PETALING JAYA: A think tank warned today that cancer patients, especially those seeking treatment at public hospitals, would be the most affected by the latest extension of the movement control order (MCO).
The Galen Centre for Health and Social Policy said the reorganisation of public and private healthcare systems as well as the two earlier extensions of MCO had already had a negative impact on cancer patients.
“The condition of such patients may deteriorate as a result of delayed treatment and care due to the prolonged MCO or infection from Covid-19,” its CEO Azrul Mohd Khalib said.
“We are already seeing the indirect effects of the Covid-19 crisis on cancer care. With continued uncertainty surrounding the end of the partial lockdown which is now into its second month, many patients are facing trouble with referrals and rescheduling of their treatments and surgeries.”
In a statement, he said anecdotal evidence indicated that while cancer patients undergoing treatment at public hospitals had been redirected to other healthcare facilities, it was not easy to continue disrupted treatments.
He said some patients had been unable to get confirmation on whether and when their treatments would be available at the new locations.
“Others, redirected to private hospitals, have stated that they couldn’t undergo surgeries due to financial constraints.
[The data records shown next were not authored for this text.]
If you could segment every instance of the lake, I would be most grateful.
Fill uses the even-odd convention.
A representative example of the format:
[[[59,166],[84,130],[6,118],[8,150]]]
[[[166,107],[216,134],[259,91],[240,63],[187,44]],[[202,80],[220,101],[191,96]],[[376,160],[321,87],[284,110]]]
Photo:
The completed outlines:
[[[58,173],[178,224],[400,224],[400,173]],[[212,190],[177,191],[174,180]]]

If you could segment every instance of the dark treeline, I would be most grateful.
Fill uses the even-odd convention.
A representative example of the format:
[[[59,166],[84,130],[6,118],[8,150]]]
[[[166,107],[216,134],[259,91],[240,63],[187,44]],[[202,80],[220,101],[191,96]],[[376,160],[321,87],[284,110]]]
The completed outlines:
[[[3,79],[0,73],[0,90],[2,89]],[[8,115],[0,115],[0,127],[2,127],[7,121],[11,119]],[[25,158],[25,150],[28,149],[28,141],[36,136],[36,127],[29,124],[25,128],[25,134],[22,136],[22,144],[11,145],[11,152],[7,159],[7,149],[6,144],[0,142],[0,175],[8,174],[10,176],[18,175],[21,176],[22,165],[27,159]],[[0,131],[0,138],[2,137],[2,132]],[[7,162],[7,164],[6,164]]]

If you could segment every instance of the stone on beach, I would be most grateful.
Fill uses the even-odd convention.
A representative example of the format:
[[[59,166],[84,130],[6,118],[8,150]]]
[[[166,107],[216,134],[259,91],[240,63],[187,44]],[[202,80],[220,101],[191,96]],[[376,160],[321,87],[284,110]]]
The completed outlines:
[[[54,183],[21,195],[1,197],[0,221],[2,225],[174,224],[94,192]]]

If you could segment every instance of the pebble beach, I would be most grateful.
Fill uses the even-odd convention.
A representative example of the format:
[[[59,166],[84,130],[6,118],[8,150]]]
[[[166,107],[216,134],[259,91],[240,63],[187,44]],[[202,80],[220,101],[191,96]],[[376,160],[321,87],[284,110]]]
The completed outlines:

“The government guidelines also now require all surgical patients to be tested for Covid-19, which has increased the cost of the procedures.”
Even after the MCO ends, he said, such problems would likely continue as new surgical patients could be rejected due to a backlog of cases.
He urged Putrajaya to reassure patients and to act to ensure that their quality of treatment is not compromised as an unintended consequence of the Covid-19 crisis.
“The findings of the Malaysia National Cancer Registry Report 2012–2016 released back in January painted a grim reality – many Malaysians were being diagnosed and coming for treatment late,” he said, adding that late diagnosis of cancer often results in poorer survival rates.